2. La tassa globale di fr. 300.– va a
carico della signora AP 1, __________, la quale rifonderà inoltre a AO 1, __________,
l'importo di fr. 500.– a titolo di ripetibili.
3. omissis”.
Sentenza dedotta tempestivamente in appello dalla procedente che con
atto 7 maggio 2007 postula l'accoglimento dell'istanza di rigetto, protestate tasse,
spese e ripetibili;
preso atto che l'escusso con osservazioni 11 giugno 2007 si oppone
all'appello con protesta di tasse, spese e ripetibili;
esaminati atti e
documenti;
ritenuto
in fatto: A. Con PE n. __________ del 5/9 ottobre 2006 dell'UEF __________, AP 1
ha escusso AO 1 per l'incasso di fr. 25'000.– oltre interessi al 5% dal 5
ottobre 2006, indicando quale titolo di credito: “Riconoscimento di debito,
Liquidazione quota comproprietà part. __________”.
Più
in dettaglio, nel 1996 AP 1, AO 1 e __________ avevano acquistato per
aggiudicazione ai pubblici incanti il mappale part. __________ RFD di __________,
in ragione di 2/4 la signora AP 1 di 1/4 il signor AO 1 e di 1/4 la signora __________.

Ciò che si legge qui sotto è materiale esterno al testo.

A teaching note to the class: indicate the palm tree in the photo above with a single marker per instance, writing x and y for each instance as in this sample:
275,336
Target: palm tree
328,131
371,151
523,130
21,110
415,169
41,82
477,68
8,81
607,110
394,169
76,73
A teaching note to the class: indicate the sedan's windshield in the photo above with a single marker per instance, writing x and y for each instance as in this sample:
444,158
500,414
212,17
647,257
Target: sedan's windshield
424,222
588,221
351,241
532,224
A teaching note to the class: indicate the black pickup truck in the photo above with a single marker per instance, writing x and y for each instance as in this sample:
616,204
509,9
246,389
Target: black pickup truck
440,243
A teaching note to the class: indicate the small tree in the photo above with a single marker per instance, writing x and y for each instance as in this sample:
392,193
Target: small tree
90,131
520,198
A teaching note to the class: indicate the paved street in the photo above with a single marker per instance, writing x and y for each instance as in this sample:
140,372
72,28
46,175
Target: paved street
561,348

In seguito alla parcellazione del fondo, essi hanno poi proceduto alla vendita
dei mappali __________, __________, oltre alla strada coattiva, part. __________
di __________. La particella n. __________ è stata oggetto dell'ultima vendita
ed è stata acquistata il 5 maggio 2006 da __________ per fr. 150'000.–
Il
giorno in cui è stato sottoscritto il rogito di questa compravendita, l'escusso
ha rilasciato alla procedente una dichiarazione scritta in cui si è
riconosciuto debitore nei suoi confronti della somma di fr. 35'000.-
"quale importo di liquidazione della quota di comproprietà di 2/4 sulla
part. __________ RFD __________ venduta in data odierna", ha versato alla
creditrice un primo acconto di fr. 10'000.-, impegnandosi a versare la
rimanenza "al momento del pagamento ad opera del notaio …. del prezzo di
compravendita di fr. 100'000.- come stabilito …." e -così come la signora AP
1 nei suoi confronti- ha dichiarato non esistere più "nessuna reciproca
pretesa …. a dipendenza della vendita dell'intera operazione immobiliare,
riguardante le particelle No. __________
Fatti
B. L'istante
fonda l'istanza di rigetto dell'opposizione sulla descritta dichiarazione 5
maggio 2006 (doc. E), producendo anche la ricevuta dell'acconto di fr. 10'000.-
C. All'udienza
di contraddittorio del 24 gennaio 2007, l'escusso si è opposto all'istanza
contestando l'efficacia e la validità del riconoscimento di debito. Se era vero
che con la vendita dell'ultima particella la società semplice costituitasi tacitamente
tra i comproprietari dell'originaria n. __________ era da considerare oramai
sciolta, di fatto la stessa non era mai stata liquidata. L'istante, pur avendo gestito
l'operazione immobiliare, non aveva in effetti mai presentato un rendiconto finale
di perdite e utili, che permettesse di stabilire se, concretamente, vi era un
saldo attivo da dividere. E, prima di ciò, la procedente non poteva rivendicare
una partecipazione al guadagno conseguito con la vendita della particella n. __________.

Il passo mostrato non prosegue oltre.